Tangretti and Avery captured the whole operation through the powerful lenses of a digital video camera. Behind them, connected to the camera by a gray cable, was a sixteen-pound AN/PRC-117F satellite communications unit — affectionately called a "prick" — its separate cruciform antenna set up on a small tripod in the glare of the sunlight outside the tarp shelter. A KY-99 crypto device was hooked up to the prick, providing signal security. The antenna was focused on a military geosync satellite high above the southern horizon, which was relaying the image back down to the Ohio's Combat Center, as well as to watchers in the Pentagon basement, 6,500 miles and eight time zones away.
"What do you think?" Avery asked in a whisper. They were too far from the nearest Iranian troops to be overheard, but SEAL training and long habit are powerful conditioners.
"It's something important."
"A warhead, maybe? It was about the right size for a Sahab nose cone."
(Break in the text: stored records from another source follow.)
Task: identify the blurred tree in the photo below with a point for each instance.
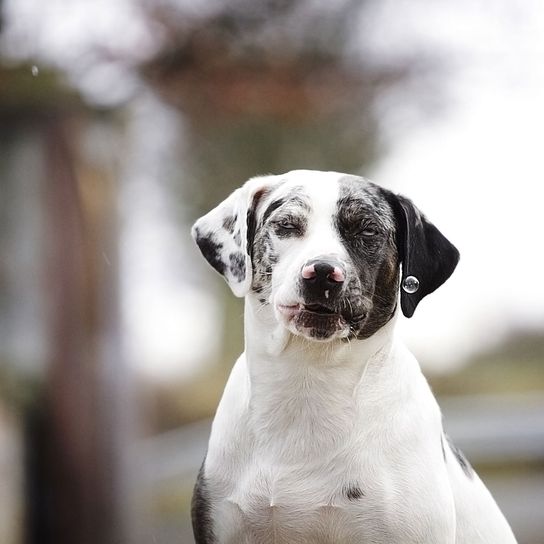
(266, 86)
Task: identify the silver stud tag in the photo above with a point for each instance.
(410, 284)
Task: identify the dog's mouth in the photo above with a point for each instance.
(319, 309)
(321, 322)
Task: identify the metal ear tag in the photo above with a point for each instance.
(410, 284)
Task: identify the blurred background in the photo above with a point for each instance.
(121, 122)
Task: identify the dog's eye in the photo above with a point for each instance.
(285, 224)
(369, 231)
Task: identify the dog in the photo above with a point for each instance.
(327, 432)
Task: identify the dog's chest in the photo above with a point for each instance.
(280, 505)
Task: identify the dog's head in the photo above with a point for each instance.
(324, 250)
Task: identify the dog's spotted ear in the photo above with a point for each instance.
(425, 253)
(225, 234)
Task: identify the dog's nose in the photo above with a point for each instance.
(321, 274)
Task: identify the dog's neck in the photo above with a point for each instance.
(305, 395)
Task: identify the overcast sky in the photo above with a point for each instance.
(475, 168)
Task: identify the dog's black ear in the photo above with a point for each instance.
(425, 253)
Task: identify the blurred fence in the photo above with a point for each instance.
(503, 436)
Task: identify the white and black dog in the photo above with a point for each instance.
(327, 432)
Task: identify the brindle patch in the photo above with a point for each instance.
(461, 459)
(228, 223)
(366, 226)
(353, 492)
(211, 249)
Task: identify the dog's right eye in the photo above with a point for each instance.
(287, 227)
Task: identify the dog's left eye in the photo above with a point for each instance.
(285, 224)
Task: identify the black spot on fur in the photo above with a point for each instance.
(371, 291)
(461, 459)
(271, 208)
(201, 511)
(211, 250)
(353, 492)
(228, 224)
(238, 265)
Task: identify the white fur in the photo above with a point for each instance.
(300, 421)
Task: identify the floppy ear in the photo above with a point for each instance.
(225, 234)
(425, 253)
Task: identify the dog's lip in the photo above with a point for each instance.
(291, 310)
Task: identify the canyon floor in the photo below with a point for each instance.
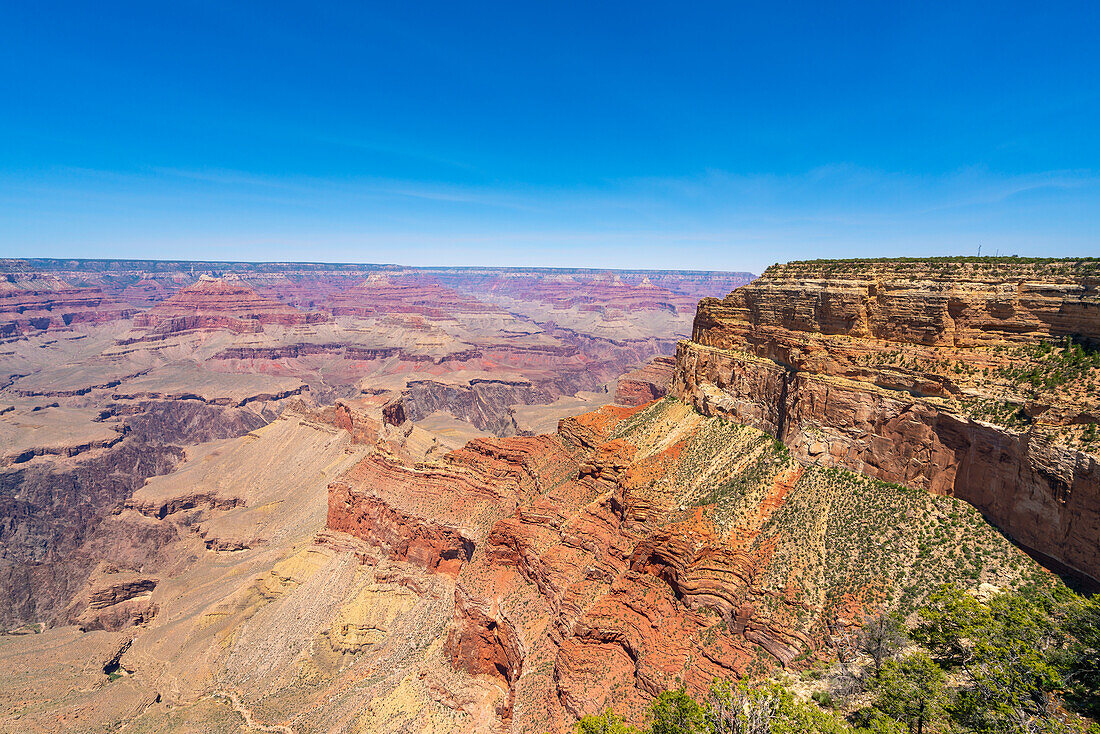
(355, 499)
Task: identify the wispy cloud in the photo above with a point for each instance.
(714, 219)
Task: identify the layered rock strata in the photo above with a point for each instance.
(647, 383)
(639, 549)
(222, 304)
(881, 367)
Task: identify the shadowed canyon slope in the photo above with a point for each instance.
(112, 369)
(353, 549)
(970, 379)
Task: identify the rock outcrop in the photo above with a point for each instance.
(33, 304)
(647, 383)
(889, 368)
(644, 548)
(222, 304)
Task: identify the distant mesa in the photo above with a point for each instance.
(647, 383)
(34, 304)
(382, 293)
(222, 304)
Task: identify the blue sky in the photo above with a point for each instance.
(706, 135)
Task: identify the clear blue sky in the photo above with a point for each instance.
(716, 135)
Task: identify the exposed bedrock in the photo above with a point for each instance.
(646, 383)
(221, 304)
(48, 508)
(789, 354)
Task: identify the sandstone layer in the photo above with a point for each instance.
(639, 549)
(221, 304)
(933, 374)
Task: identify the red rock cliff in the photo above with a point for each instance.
(912, 372)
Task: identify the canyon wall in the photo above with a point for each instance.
(888, 367)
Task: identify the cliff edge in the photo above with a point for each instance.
(969, 378)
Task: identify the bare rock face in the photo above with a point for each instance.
(220, 304)
(647, 383)
(41, 303)
(406, 294)
(889, 369)
(639, 549)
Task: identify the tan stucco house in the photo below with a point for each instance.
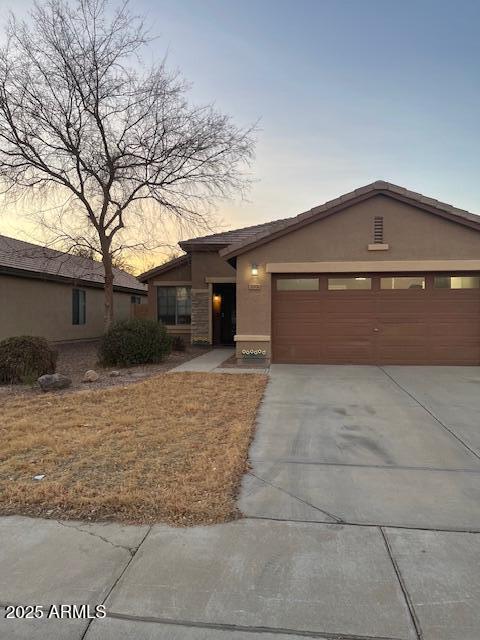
(56, 295)
(379, 275)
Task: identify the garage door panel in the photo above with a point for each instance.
(428, 326)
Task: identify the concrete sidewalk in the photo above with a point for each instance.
(253, 579)
(206, 362)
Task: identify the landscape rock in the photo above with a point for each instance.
(54, 381)
(90, 376)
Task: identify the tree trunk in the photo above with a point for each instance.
(107, 264)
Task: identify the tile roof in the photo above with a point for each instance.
(378, 187)
(232, 237)
(166, 266)
(23, 256)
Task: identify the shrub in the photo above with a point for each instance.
(23, 359)
(178, 343)
(136, 341)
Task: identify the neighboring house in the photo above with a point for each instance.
(380, 275)
(56, 295)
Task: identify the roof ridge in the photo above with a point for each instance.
(376, 186)
(30, 257)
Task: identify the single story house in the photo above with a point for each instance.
(380, 275)
(57, 295)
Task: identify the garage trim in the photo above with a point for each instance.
(375, 267)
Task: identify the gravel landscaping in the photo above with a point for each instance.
(75, 358)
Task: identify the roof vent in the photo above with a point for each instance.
(378, 230)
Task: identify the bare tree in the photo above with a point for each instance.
(79, 113)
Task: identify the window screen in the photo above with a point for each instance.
(174, 305)
(79, 306)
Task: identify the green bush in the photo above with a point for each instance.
(25, 358)
(137, 341)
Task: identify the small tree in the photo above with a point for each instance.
(79, 113)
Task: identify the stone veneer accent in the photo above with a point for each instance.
(201, 316)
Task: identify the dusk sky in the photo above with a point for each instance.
(346, 92)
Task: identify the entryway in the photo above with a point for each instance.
(224, 318)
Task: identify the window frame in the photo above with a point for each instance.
(397, 276)
(79, 307)
(168, 289)
(314, 279)
(360, 277)
(454, 275)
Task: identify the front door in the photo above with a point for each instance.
(224, 313)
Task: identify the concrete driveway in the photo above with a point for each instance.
(362, 523)
(393, 446)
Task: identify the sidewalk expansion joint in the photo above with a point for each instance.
(130, 550)
(403, 586)
(292, 495)
(386, 467)
(120, 576)
(246, 629)
(348, 523)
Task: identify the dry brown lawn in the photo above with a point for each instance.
(172, 448)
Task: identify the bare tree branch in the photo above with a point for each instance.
(79, 113)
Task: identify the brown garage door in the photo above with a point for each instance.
(376, 318)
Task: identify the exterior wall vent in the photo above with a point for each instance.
(378, 230)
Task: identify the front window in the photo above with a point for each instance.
(174, 305)
(79, 306)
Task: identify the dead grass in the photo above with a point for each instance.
(172, 448)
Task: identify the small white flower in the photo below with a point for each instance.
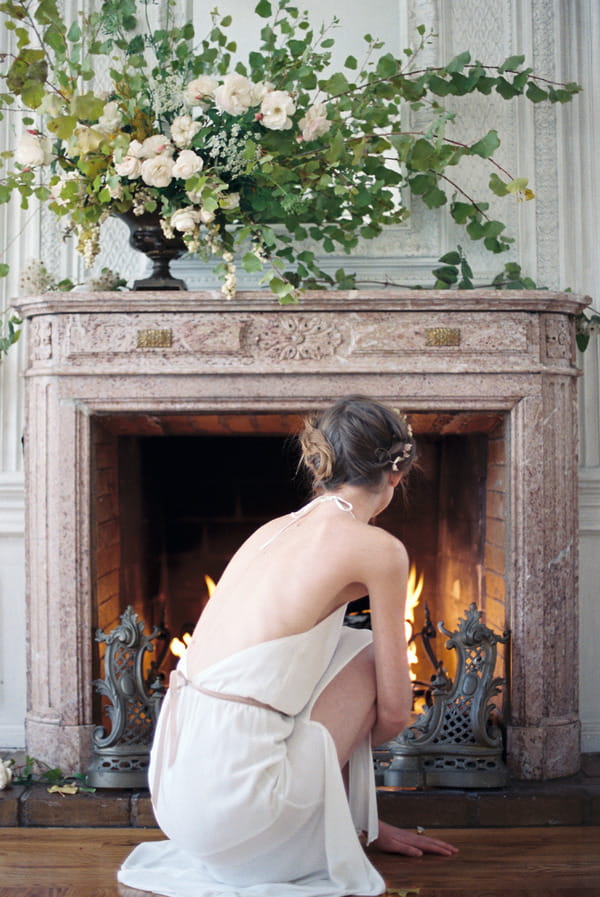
(111, 118)
(200, 89)
(275, 110)
(183, 130)
(234, 95)
(157, 171)
(33, 150)
(157, 145)
(230, 201)
(314, 122)
(187, 164)
(185, 220)
(259, 91)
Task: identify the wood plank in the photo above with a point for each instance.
(507, 862)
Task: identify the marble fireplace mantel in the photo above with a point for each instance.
(193, 353)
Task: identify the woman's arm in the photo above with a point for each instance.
(386, 580)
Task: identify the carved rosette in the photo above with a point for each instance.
(292, 338)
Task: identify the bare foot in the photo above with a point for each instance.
(411, 844)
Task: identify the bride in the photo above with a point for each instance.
(261, 772)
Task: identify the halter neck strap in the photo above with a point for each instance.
(341, 503)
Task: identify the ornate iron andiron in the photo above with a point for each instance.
(455, 742)
(120, 758)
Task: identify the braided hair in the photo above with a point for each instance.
(355, 441)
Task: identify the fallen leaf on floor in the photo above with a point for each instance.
(402, 892)
(63, 789)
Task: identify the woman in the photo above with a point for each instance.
(261, 772)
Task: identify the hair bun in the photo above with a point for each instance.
(317, 453)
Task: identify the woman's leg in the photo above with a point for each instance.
(347, 708)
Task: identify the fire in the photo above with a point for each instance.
(413, 593)
(178, 646)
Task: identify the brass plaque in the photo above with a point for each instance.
(442, 336)
(155, 339)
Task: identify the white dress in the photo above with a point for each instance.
(251, 798)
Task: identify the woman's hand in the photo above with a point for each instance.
(409, 843)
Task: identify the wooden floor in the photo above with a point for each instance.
(507, 862)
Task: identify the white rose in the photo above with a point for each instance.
(275, 110)
(314, 123)
(87, 140)
(129, 167)
(260, 90)
(157, 171)
(199, 89)
(183, 130)
(230, 201)
(135, 149)
(234, 95)
(205, 216)
(157, 145)
(187, 164)
(185, 220)
(33, 150)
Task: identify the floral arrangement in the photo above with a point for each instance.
(270, 161)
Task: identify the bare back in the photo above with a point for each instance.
(288, 576)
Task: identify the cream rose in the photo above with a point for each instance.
(157, 145)
(183, 130)
(129, 167)
(314, 123)
(157, 171)
(234, 95)
(275, 110)
(200, 89)
(206, 216)
(187, 164)
(260, 90)
(185, 220)
(33, 150)
(111, 118)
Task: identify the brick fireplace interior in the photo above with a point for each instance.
(175, 495)
(134, 400)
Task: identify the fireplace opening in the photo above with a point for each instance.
(175, 496)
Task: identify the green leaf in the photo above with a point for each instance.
(511, 63)
(251, 262)
(263, 9)
(458, 63)
(451, 258)
(535, 93)
(487, 146)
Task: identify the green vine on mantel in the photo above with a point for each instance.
(261, 159)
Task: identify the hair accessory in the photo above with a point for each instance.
(404, 454)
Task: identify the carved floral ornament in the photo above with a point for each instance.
(292, 338)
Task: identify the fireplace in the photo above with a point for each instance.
(131, 396)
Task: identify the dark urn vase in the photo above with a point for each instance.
(146, 235)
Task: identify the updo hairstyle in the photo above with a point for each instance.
(356, 441)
"Could've been an air conditioner, for all we know." Tangretti shifted the angle of his binoculars slightly. "Still… "
"What?"
"I see four more flatbed trucks down there, exactly like the one that just went inside the mountain."
"I see 'em."
"Tarps and chains lying on the backs, but no cargo loads."
"Five air conditioners?"
"Or something."
The upper end of the valley, just beyond the tunnel entrances where the canyon kinked around from northwest to southwest, was fenced off and guarded, effectively turning it into a part of the main base at the canyon mouth. The four empty flatbeds were parked side by side against this westernmost fence.